Integrate x * sin(x) with respect to x by using integration by parts

The general formula for integration by parts to integrate something of the form u * v' is: u * v - (integral)[ (u' * v) dx ]. Thus we first need to write x * sin(x) in the form u * v'. Lets pick u = x and v' = sin(x), then we need to find u' and v. Differentiating u = x gives us u' = 1, while integrating v' = sin(x) gives us v = cos(x). Now we have: u = x, u' = 1, v = - cos(x), and v' = sin(x). All that's left to do is plug them into our general formula (outlined above).

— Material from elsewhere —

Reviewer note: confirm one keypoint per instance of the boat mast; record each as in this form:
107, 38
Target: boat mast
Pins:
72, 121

Therefore we have: - x * cos(x) - (integral)[(1 * -cos(x)) dx]. We're almost there, we just need to find (integral)[(1 * -cos(x)) dx]. This reduces to just integrating -cos(x), which equals -sin(x) + C. Putting that back into the formula leaves us with - x * cos(x) + sin(x) + C, which is the final answer (make sure that you dont forget the integration constant (+C) at the end). We can then check our answer by differentiating this to see if we can get back to x * sin(x). Differentiating - x * cos(x), we need to use the product rule, giving us -cos(x) + xsin(x). Differentiating sin(x) + C gives us cos(x) only. Combining these we find that the cos(x) terms cancel and we indeed are left with the xsin(x) that we started with.